To get rid of bat ticks, for example, a residual insecticide should be used in tick hiding places, and bats need to be professionally removed and prevented from entering the affected building in the future. Likewise, control of brown dog ticks requires that dogs no longer be a meal for ticks by using canine acaricidal products, coupled with residual acaricide applications that eliminate off-host ticks.
Several products are labeled to deal with ticks indoors, most of these being either pyrethrins or the longer-lasting pyrethroids (beta-cyfluthrin, bifenthrin, cyfluthrin, cypermethrin, deltamethrin, lambda-cyhalothrin,
permethrin, tau-fluvalinate, tetramethrin, phenothrin, tralomethrin).
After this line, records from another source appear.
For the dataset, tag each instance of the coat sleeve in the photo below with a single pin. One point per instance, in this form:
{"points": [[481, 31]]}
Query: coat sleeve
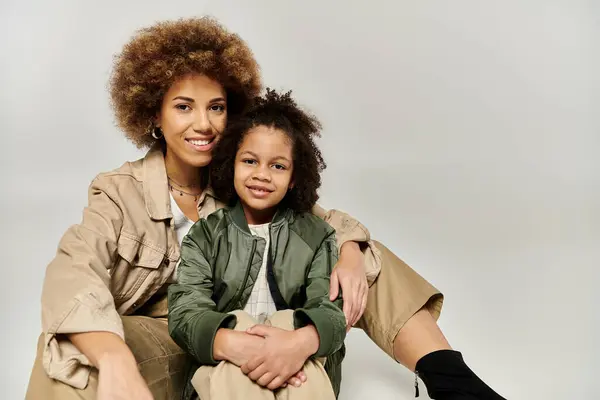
{"points": [[76, 294], [349, 229]]}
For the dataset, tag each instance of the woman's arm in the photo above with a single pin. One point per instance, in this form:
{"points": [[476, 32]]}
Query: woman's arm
{"points": [[359, 263], [79, 318], [76, 296]]}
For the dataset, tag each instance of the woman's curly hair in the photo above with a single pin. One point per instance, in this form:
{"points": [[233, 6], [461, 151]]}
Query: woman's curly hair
{"points": [[160, 54], [281, 112]]}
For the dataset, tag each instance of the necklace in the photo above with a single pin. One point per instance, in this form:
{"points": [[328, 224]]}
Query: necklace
{"points": [[182, 192], [180, 185]]}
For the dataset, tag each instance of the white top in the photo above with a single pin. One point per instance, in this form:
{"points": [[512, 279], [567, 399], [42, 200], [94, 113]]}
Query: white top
{"points": [[182, 226], [260, 304]]}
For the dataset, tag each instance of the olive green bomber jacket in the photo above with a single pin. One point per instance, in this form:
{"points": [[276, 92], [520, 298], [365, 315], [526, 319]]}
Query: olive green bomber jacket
{"points": [[220, 261]]}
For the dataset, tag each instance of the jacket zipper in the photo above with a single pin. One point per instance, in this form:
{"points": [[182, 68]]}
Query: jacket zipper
{"points": [[241, 291], [416, 384]]}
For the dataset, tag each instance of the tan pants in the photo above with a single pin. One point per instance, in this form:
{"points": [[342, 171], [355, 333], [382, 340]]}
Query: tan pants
{"points": [[397, 294], [162, 363], [227, 381]]}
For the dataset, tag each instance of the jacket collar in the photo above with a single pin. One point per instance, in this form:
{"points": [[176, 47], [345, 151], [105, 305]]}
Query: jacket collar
{"points": [[282, 215], [156, 186]]}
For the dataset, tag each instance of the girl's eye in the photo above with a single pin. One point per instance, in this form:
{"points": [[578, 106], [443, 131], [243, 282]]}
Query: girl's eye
{"points": [[183, 107]]}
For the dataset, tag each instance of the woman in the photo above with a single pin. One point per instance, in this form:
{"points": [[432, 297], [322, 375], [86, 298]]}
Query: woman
{"points": [[103, 302]]}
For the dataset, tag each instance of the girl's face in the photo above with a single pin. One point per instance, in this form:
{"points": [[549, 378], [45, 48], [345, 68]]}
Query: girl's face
{"points": [[263, 172], [193, 114]]}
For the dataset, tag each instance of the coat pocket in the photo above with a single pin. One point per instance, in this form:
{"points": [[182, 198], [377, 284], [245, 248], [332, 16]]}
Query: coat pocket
{"points": [[139, 263]]}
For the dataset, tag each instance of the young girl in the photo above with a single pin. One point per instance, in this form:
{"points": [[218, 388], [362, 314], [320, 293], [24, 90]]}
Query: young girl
{"points": [[264, 260]]}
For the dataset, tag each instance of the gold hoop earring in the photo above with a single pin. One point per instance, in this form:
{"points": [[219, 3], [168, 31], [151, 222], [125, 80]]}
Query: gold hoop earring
{"points": [[157, 133]]}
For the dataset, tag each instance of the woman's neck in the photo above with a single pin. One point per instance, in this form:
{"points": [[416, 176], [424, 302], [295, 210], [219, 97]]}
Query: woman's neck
{"points": [[183, 174]]}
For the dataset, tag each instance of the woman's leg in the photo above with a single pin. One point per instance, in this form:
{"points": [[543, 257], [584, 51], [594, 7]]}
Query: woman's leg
{"points": [[226, 380], [401, 314], [317, 385], [161, 362]]}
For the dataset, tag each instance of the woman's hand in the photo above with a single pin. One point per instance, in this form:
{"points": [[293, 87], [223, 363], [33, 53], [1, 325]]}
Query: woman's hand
{"points": [[118, 375], [282, 357], [120, 379], [349, 274]]}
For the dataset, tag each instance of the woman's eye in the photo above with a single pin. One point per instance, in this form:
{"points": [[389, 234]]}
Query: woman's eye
{"points": [[183, 107]]}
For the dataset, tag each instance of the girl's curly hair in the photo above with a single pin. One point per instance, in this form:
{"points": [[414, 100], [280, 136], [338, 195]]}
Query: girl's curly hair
{"points": [[281, 112], [160, 54]]}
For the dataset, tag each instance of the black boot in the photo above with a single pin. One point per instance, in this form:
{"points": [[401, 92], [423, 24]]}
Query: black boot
{"points": [[447, 377]]}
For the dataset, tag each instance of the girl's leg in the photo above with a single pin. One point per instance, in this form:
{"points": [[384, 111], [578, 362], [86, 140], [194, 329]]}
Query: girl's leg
{"points": [[401, 314], [317, 385], [226, 380]]}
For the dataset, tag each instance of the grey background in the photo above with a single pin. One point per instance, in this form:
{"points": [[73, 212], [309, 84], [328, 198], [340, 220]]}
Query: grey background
{"points": [[464, 134]]}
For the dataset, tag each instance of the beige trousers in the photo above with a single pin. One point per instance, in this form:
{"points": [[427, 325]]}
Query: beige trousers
{"points": [[161, 362], [397, 294], [227, 381]]}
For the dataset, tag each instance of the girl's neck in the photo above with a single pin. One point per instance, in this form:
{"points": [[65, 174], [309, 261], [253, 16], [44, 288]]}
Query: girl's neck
{"points": [[258, 217], [183, 174]]}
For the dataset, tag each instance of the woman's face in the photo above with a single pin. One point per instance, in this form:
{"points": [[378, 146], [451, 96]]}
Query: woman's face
{"points": [[192, 115]]}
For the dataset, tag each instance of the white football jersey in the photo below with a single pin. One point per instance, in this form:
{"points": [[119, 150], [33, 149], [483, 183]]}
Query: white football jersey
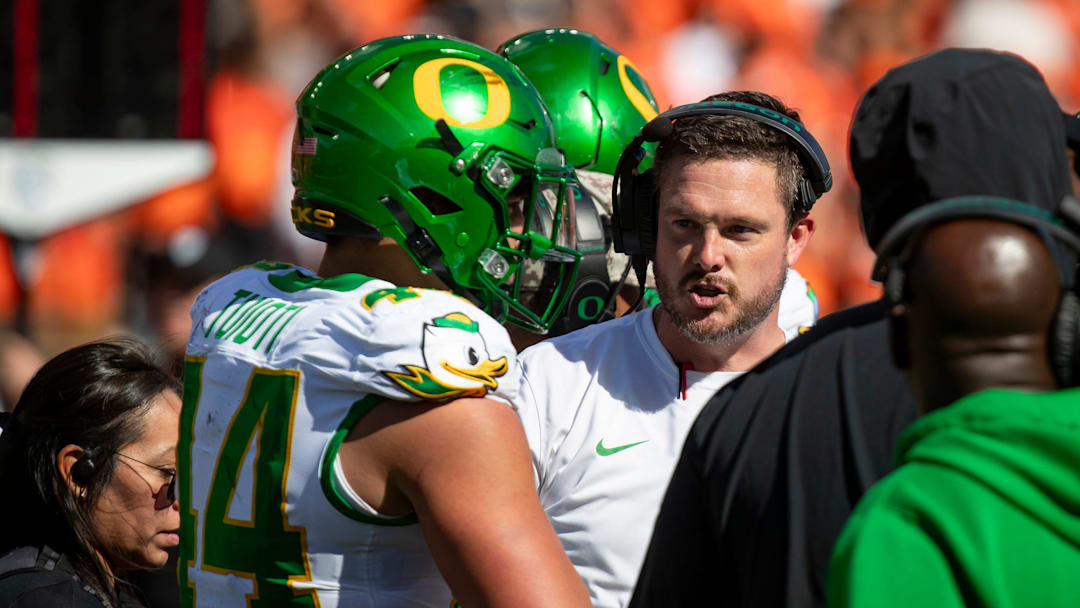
{"points": [[606, 411], [281, 364]]}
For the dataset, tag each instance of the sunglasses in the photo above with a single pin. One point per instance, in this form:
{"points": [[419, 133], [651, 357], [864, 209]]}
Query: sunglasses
{"points": [[170, 494]]}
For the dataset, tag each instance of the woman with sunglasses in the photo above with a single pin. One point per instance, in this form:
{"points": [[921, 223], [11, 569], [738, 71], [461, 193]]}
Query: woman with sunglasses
{"points": [[88, 465]]}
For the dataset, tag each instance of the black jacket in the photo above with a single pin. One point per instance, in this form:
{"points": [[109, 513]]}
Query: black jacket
{"points": [[34, 577], [772, 468]]}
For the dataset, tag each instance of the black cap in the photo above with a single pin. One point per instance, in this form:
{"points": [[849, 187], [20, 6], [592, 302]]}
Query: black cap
{"points": [[957, 122]]}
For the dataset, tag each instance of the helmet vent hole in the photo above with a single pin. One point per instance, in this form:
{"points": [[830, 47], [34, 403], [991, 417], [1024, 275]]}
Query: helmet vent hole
{"points": [[380, 77], [436, 203]]}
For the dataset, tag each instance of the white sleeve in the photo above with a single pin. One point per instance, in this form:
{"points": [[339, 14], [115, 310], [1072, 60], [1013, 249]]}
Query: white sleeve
{"points": [[531, 421]]}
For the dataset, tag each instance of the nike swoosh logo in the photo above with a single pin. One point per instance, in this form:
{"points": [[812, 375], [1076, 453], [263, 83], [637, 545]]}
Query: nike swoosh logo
{"points": [[609, 450]]}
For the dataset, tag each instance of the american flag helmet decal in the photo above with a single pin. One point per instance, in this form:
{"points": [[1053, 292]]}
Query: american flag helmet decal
{"points": [[306, 146]]}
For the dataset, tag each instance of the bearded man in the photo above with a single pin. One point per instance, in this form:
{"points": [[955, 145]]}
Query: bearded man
{"points": [[606, 408]]}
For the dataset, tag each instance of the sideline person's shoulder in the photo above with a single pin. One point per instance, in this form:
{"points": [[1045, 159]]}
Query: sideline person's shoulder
{"points": [[24, 584], [844, 357], [582, 348]]}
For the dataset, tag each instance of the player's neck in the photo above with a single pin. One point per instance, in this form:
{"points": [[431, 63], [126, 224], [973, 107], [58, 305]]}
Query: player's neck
{"points": [[382, 259], [737, 354]]}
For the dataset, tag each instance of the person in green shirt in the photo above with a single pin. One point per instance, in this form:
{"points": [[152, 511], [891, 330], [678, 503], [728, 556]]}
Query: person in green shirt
{"points": [[983, 509]]}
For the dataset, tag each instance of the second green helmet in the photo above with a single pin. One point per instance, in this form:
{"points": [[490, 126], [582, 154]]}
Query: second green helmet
{"points": [[596, 97], [446, 148]]}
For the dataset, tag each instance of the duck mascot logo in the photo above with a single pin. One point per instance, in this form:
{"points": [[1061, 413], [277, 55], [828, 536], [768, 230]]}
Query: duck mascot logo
{"points": [[456, 362]]}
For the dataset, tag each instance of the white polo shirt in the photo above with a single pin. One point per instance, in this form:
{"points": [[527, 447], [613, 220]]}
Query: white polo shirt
{"points": [[606, 411]]}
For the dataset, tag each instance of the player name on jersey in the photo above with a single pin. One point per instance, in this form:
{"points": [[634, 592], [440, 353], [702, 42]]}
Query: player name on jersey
{"points": [[250, 314]]}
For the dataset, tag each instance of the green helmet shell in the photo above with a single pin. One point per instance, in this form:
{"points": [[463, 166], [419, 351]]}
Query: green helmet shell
{"points": [[596, 97], [423, 138]]}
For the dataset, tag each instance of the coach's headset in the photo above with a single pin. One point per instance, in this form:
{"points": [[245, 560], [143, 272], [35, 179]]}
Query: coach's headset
{"points": [[634, 194], [1064, 337]]}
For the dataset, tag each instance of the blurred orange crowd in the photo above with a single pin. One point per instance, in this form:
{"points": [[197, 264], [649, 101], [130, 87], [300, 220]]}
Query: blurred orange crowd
{"points": [[815, 55]]}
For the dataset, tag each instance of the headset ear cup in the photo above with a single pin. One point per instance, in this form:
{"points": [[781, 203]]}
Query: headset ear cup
{"points": [[645, 202], [83, 469], [1064, 339], [805, 197]]}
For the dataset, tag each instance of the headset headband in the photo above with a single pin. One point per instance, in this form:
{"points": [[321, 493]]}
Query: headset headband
{"points": [[634, 208], [814, 163]]}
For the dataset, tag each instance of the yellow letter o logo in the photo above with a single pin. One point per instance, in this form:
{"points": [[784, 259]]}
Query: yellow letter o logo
{"points": [[636, 97], [429, 93]]}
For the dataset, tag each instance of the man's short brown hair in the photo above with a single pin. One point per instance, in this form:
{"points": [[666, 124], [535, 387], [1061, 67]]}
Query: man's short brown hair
{"points": [[718, 136]]}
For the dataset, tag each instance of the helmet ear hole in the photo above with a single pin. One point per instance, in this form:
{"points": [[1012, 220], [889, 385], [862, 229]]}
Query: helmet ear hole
{"points": [[436, 203]]}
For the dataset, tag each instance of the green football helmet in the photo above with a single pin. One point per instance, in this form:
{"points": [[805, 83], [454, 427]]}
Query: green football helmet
{"points": [[596, 97], [445, 147]]}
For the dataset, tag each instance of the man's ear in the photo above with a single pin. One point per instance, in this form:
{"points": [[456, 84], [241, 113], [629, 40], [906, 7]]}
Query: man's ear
{"points": [[65, 460], [899, 347], [798, 239]]}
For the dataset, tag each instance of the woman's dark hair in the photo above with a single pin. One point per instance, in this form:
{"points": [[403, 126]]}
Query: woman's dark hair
{"points": [[95, 396]]}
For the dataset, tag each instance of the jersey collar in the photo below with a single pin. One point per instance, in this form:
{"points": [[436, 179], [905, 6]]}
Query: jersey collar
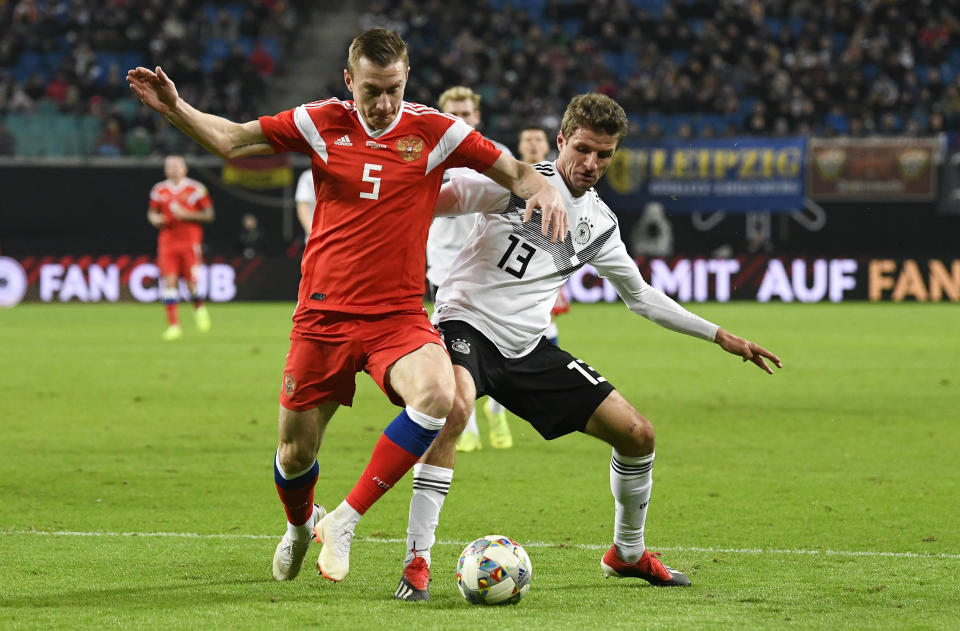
{"points": [[381, 132]]}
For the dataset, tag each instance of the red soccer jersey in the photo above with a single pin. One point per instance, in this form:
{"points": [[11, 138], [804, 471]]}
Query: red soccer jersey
{"points": [[376, 193], [192, 197]]}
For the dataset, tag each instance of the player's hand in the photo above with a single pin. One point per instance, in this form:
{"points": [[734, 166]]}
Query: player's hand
{"points": [[153, 88], [746, 349], [554, 222]]}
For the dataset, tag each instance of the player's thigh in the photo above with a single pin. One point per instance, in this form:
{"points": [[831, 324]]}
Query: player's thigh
{"points": [[406, 358], [192, 260], [168, 262], [318, 371], [465, 397], [552, 390], [619, 424], [423, 379]]}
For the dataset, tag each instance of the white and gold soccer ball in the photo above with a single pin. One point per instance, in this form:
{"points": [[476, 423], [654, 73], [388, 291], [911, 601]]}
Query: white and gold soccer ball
{"points": [[494, 570]]}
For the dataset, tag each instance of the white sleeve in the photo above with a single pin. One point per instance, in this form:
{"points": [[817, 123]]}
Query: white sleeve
{"points": [[471, 193], [615, 264], [305, 188]]}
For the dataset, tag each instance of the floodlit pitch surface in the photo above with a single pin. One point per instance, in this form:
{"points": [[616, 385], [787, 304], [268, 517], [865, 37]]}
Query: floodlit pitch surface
{"points": [[137, 492]]}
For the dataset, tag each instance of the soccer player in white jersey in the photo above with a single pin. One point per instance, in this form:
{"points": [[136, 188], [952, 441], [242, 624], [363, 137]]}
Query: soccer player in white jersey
{"points": [[494, 308], [447, 235]]}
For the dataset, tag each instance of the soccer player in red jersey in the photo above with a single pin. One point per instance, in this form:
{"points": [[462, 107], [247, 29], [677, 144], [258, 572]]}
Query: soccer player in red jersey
{"points": [[378, 163], [178, 205]]}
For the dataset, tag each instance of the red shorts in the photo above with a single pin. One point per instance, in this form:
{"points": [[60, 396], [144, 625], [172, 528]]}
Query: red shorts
{"points": [[181, 260], [324, 359]]}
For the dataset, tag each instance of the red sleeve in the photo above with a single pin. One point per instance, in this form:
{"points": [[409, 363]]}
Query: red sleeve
{"points": [[475, 152], [283, 134], [155, 199]]}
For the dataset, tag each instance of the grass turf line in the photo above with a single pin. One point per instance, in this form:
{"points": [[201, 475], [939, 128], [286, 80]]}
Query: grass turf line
{"points": [[849, 448]]}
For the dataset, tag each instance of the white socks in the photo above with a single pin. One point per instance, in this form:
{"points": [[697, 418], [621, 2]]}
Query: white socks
{"points": [[631, 478], [430, 486]]}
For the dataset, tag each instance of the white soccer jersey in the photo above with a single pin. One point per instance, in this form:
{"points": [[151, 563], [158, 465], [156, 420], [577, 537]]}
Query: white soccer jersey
{"points": [[447, 234], [505, 279]]}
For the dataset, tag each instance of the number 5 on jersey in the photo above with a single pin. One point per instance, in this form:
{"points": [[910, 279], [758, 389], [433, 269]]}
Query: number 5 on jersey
{"points": [[368, 170]]}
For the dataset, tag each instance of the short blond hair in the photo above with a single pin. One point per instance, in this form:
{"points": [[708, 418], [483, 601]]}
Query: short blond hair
{"points": [[596, 112], [379, 46], [459, 93]]}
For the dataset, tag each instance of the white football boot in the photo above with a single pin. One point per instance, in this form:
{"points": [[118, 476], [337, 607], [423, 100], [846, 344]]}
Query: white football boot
{"points": [[336, 535], [288, 558]]}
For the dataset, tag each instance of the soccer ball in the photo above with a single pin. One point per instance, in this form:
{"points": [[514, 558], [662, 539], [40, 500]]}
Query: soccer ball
{"points": [[494, 570]]}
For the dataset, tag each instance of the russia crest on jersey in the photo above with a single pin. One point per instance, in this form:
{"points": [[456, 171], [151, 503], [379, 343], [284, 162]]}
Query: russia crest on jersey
{"points": [[410, 148]]}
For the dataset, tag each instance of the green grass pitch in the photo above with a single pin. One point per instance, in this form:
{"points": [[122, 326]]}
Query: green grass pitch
{"points": [[136, 487]]}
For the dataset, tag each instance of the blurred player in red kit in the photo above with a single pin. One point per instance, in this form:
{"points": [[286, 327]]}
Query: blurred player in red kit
{"points": [[378, 164], [178, 205]]}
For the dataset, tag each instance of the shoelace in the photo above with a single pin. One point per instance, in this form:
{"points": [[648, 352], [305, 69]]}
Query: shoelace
{"points": [[417, 572], [343, 540], [655, 561]]}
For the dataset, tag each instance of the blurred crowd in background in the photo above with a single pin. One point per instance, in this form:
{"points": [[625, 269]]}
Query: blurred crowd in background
{"points": [[63, 65], [681, 68]]}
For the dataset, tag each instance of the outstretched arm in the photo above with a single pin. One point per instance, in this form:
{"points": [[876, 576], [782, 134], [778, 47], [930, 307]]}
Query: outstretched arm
{"points": [[746, 349], [218, 135], [523, 181], [197, 216], [615, 264]]}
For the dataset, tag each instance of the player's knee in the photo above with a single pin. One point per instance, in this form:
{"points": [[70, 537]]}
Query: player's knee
{"points": [[639, 438], [436, 400], [459, 413], [295, 456]]}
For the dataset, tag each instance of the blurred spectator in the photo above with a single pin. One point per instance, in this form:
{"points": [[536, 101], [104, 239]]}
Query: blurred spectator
{"points": [[111, 141], [262, 60], [76, 53], [679, 67], [772, 67], [7, 142], [250, 240]]}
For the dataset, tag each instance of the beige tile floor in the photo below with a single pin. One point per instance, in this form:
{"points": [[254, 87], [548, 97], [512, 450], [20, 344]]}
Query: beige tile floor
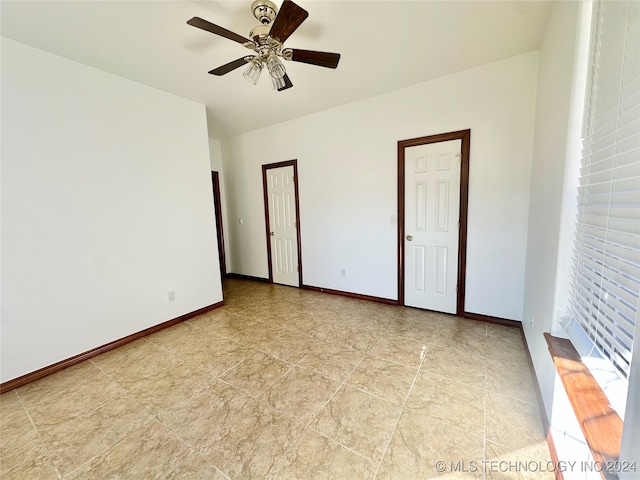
{"points": [[286, 383]]}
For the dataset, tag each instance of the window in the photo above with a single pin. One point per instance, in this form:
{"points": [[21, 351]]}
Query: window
{"points": [[606, 268]]}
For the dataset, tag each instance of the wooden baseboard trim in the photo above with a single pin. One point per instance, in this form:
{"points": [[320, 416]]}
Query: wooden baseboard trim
{"points": [[543, 413], [489, 319], [240, 276], [94, 352], [600, 424], [358, 296]]}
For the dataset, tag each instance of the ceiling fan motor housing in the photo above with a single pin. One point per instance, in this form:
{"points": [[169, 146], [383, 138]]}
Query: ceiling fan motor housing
{"points": [[264, 11]]}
Control of outdoor ticks is typically more difficult and expensive than dealing with indoor infestations. Complete eradication is likely not feasible, but a substantial reduction is a realistic goal.
In the outdoor environment, area-wide applications of pyrethrins and pyrethroids (bifenthrin, cyfluthrin, deltamethrin, esfenvalerate, lambda-cyhalothrin, permethrin, tralomethrin) can be used. Regrettably, because of DDT’s history, many in the general public perceive area-wide applications with insecticides to pose a threat to their health and the environment, even in the face of potentially acquiring a tick-borne disease. Pyrethrins may be coupled with piperonyl butoxide (PBO) and with either insecticidal soap or diatomaceous earth to increase their efficacy and reduce non-target toxicity. If used by themselves, biological agents (parasitoid wasps, bacterial and fungal agents, tick predators) may decrease tick numbers, but not to a level that is likely amenable to the client.
Combining several acaricidal, biological, host-based and environmental strategies may prove the difference in reducing tick numbers in the outdoor habitat.